Ben değerli arkadaşlar, böyle bir iktidar istemem.
İnsan hayatını yok sayan, canı önemsemeyen bir iktidar istemem.
Enkaz altındaki evlatlarına kendi çabasıyla, elleriyle kazıya kazıya ulaşan anne babaların ahını alan böyle bir iktidarı istemem.
Şahit olduk… Köylerde şahit olduk. Nasıl o köylü vatandaşlarımızın, kendi elleriyle çabalarıyla kendi komşularını ailelerine enkaz altından kurtarmaya çalışırken ellerinin parçalandıklarına şahit olduk.
Kendi komşularının cenazelerini kendileri enkazdan çıkarıp kendileri defneden bir hafta 10 gün boyunca ulaşılamayan, kimsenin gitmediği köylere şahit olduk.
*****
Değerli arkadaşlarım,
Kıymetli basın mensupları,
Bugünkü iktidar, felaketleri tek bir zamana değil, tüm hayata, hayatın her anına yaymış durumda.
Ülke sadece bir deprem felaketi yaşamadı ki, ülke bir ekonomik kriz felaketi yaşadı, yaşıyor.
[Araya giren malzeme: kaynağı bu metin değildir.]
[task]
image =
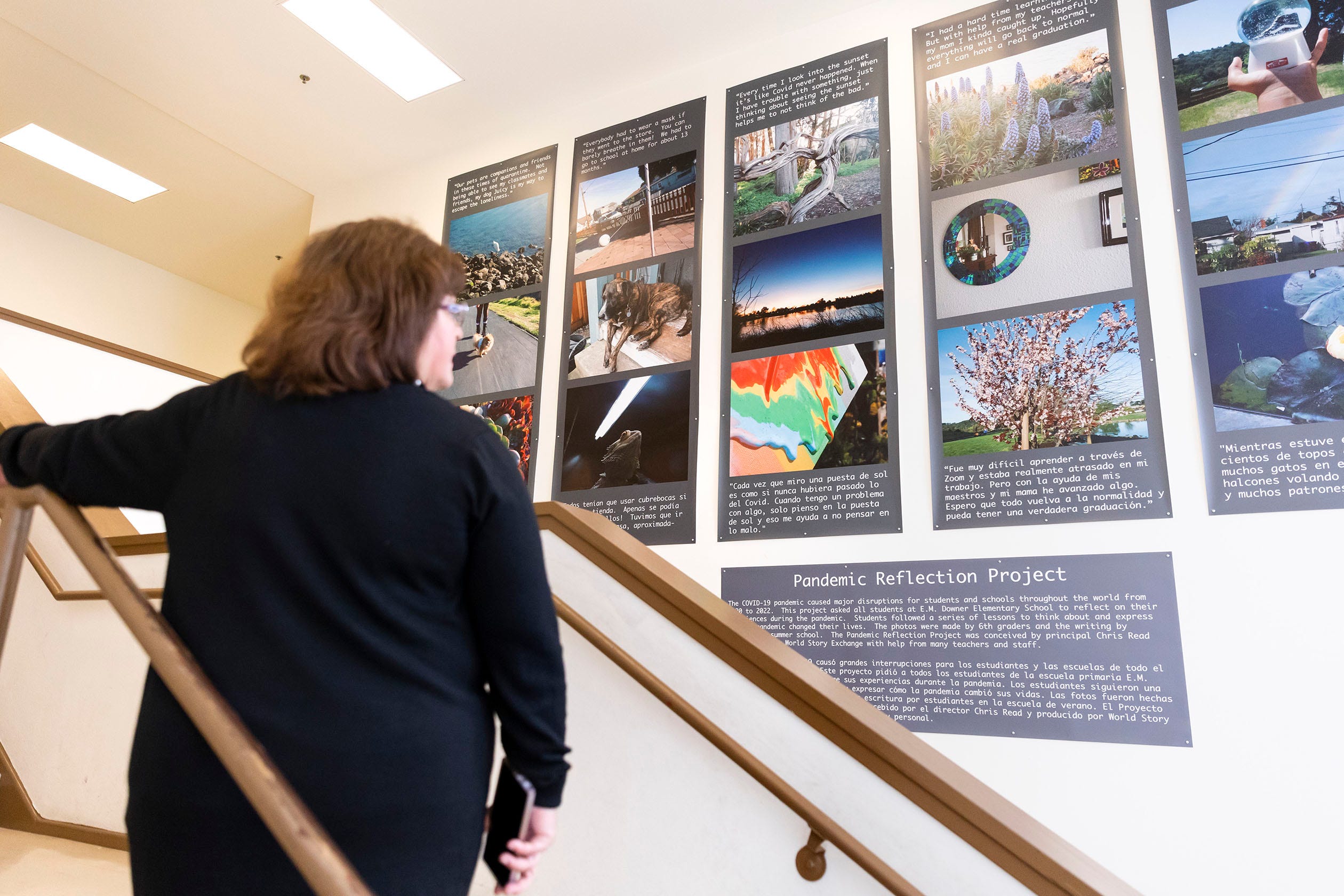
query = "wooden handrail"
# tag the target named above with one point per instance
(1019, 844)
(298, 830)
(820, 822)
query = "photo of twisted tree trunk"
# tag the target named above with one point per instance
(807, 169)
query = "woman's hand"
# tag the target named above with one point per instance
(1280, 87)
(522, 855)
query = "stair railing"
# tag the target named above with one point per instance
(293, 825)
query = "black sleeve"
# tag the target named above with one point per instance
(515, 621)
(130, 460)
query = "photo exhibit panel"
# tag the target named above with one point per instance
(808, 288)
(498, 218)
(628, 413)
(1253, 100)
(1038, 336)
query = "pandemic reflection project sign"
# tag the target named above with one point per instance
(1063, 648)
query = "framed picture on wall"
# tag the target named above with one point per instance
(1113, 217)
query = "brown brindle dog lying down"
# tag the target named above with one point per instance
(636, 309)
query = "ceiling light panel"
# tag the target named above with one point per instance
(371, 38)
(76, 160)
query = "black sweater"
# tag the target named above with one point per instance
(361, 575)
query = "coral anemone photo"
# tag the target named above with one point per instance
(1276, 350)
(511, 420)
(1026, 110)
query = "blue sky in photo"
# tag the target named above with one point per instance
(513, 226)
(1203, 26)
(1042, 61)
(1123, 374)
(608, 188)
(1268, 170)
(825, 262)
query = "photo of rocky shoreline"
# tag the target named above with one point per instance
(499, 270)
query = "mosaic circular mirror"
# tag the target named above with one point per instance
(986, 242)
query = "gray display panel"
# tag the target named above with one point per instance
(1062, 648)
(499, 221)
(1042, 387)
(628, 414)
(1255, 162)
(808, 425)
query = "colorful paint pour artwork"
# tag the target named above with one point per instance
(785, 407)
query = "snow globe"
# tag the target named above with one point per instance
(1273, 29)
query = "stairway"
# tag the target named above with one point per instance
(37, 866)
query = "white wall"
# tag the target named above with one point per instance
(1171, 821)
(71, 674)
(70, 281)
(653, 809)
(1065, 258)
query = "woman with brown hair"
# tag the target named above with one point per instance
(355, 565)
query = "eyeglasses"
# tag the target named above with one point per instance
(456, 309)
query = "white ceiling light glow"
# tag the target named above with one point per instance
(371, 38)
(76, 160)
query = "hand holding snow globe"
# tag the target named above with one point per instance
(1280, 69)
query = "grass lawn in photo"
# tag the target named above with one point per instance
(807, 169)
(1205, 43)
(507, 362)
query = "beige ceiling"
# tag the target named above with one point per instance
(223, 218)
(203, 97)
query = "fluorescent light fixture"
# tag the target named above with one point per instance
(371, 38)
(621, 402)
(76, 160)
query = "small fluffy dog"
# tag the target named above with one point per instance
(636, 309)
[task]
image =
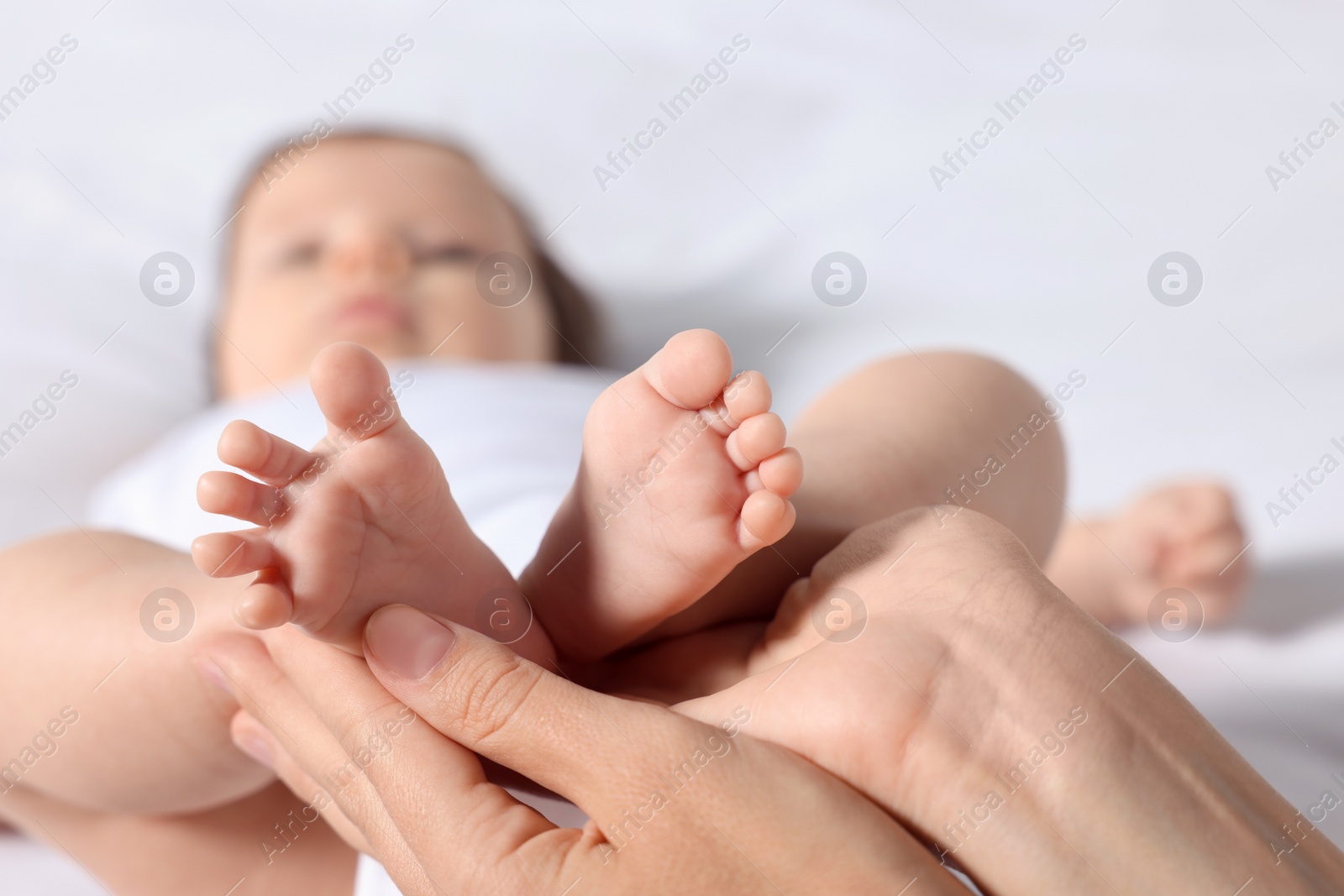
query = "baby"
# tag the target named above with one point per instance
(375, 248)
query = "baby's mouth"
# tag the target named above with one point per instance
(373, 312)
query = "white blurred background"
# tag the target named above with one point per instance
(822, 139)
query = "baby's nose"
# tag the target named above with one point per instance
(369, 255)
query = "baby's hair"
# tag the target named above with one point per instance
(577, 322)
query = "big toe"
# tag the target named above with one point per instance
(353, 389)
(691, 369)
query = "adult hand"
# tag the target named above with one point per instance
(985, 710)
(675, 804)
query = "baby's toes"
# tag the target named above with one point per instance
(353, 390)
(781, 473)
(766, 517)
(756, 439)
(232, 495)
(1205, 559)
(228, 553)
(690, 371)
(746, 396)
(266, 604)
(259, 453)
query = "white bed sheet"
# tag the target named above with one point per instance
(822, 139)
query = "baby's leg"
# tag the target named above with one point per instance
(938, 429)
(97, 712)
(234, 849)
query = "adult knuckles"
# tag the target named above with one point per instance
(484, 694)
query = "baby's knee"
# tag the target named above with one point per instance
(941, 537)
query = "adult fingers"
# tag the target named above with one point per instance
(433, 790)
(257, 741)
(593, 748)
(296, 732)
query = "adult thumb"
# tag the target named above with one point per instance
(589, 747)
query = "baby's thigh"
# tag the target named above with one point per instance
(261, 846)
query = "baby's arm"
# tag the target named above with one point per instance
(98, 714)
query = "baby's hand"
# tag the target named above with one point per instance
(363, 520)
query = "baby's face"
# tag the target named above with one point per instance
(374, 242)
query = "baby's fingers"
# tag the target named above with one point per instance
(222, 555)
(232, 495)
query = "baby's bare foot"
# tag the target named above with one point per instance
(685, 474)
(363, 520)
(1183, 537)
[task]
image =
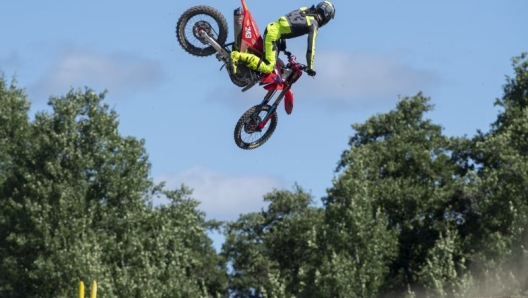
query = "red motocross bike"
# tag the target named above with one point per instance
(202, 31)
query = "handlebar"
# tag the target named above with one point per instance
(293, 60)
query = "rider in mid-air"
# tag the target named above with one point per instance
(294, 24)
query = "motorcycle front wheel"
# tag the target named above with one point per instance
(247, 133)
(193, 21)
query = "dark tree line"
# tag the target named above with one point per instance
(411, 212)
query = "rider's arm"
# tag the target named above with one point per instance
(312, 35)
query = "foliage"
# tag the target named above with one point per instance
(410, 213)
(77, 205)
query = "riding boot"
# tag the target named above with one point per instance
(235, 56)
(255, 63)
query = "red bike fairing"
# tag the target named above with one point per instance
(251, 37)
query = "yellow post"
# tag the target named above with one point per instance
(94, 289)
(81, 290)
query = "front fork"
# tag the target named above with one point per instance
(273, 107)
(219, 48)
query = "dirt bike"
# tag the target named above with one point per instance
(202, 31)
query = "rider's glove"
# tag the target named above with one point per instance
(282, 44)
(310, 72)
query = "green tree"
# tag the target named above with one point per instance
(357, 246)
(77, 205)
(410, 177)
(271, 252)
(500, 159)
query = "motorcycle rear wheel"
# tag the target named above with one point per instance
(198, 18)
(247, 135)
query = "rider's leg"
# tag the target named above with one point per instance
(254, 62)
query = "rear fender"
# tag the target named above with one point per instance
(288, 101)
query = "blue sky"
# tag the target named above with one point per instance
(456, 52)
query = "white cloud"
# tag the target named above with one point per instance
(12, 60)
(116, 72)
(224, 196)
(345, 76)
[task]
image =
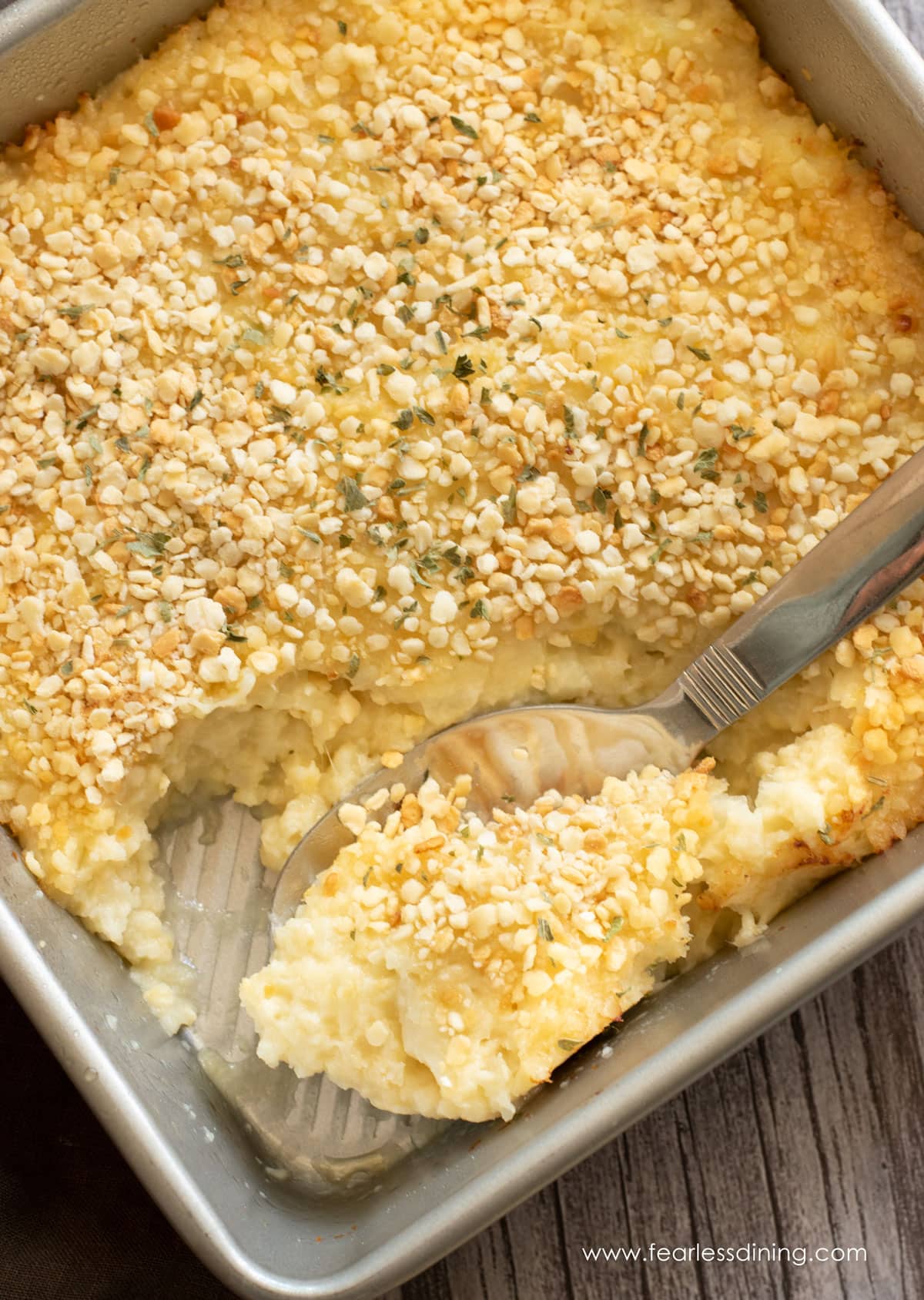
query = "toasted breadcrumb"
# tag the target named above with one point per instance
(360, 372)
(444, 967)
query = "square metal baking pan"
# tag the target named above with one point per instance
(849, 62)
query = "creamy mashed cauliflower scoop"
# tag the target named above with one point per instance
(468, 957)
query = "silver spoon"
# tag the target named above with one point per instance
(516, 754)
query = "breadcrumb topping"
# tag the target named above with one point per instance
(359, 357)
(470, 958)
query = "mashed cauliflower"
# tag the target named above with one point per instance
(363, 370)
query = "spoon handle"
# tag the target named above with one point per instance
(852, 574)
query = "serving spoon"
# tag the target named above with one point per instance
(516, 754)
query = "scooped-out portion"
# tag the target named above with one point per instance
(445, 965)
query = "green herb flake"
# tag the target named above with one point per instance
(149, 544)
(614, 929)
(705, 464)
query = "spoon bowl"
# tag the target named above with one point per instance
(516, 754)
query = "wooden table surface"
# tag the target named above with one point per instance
(812, 1138)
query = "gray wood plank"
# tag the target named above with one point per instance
(812, 1137)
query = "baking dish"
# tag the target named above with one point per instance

Türkiye aynı zamanda adına “kur korumalı mevduat” denen bir finans faciası yaşıyor.
Hani “asrın felaketi” diyorlardı ya deprem için asrın finansal felakete de bu kur korumalı mevduat arkadaşlar
Felaketler geçiyor, etkileri aylara, yıllara yayılıyor.
Geçtiğimiz günlerde, Hatay Samandağ’dan gerçekten üzücü bir haber aldık.
Prefabrik bir evde çıkan yangında, iki yavrumuzu, İsacan ve Doğa Hüzmeli’yi kaybettik.
İsacan dört yaşında, Doğa bir yaşında.
Ailelerinin kendi imkanlarıyla yaptığı bir prefabrikte oturuyorlardı.
Depremin üzerinden bir yıl geçmesine rağmen, yavrularımızı depreme kurban vermeye devam ediyoruz.
İsacan ve Doğa’yı ben şimdi huzurlarınızda rahmetle anıyorum, ailesine sabır diliyorum ve bir kez daha buradan, depreme sevdiklerini vermiş bu şehrinden Gaziantep’ten başsağlığı dileklerimi tüm Türkiye’ye iletmek istiyorum.
Türkiye yaşatan bir ülke olmak zorunda, yaşatan bir ülke; gençlerinden güç alan bir ülke olmak zorunda Türkiye.
Bunu hep beraber başaracağız.
*****
Değerli arkadaşlarım,
Günden güne ayyuka çıkan bir gerçek var ülkemizde.
Ülkemiz kutuplaştırıcı siyasetin, ayrıştırıcı siyasetin yeniden esiri yapılmak isteniyor.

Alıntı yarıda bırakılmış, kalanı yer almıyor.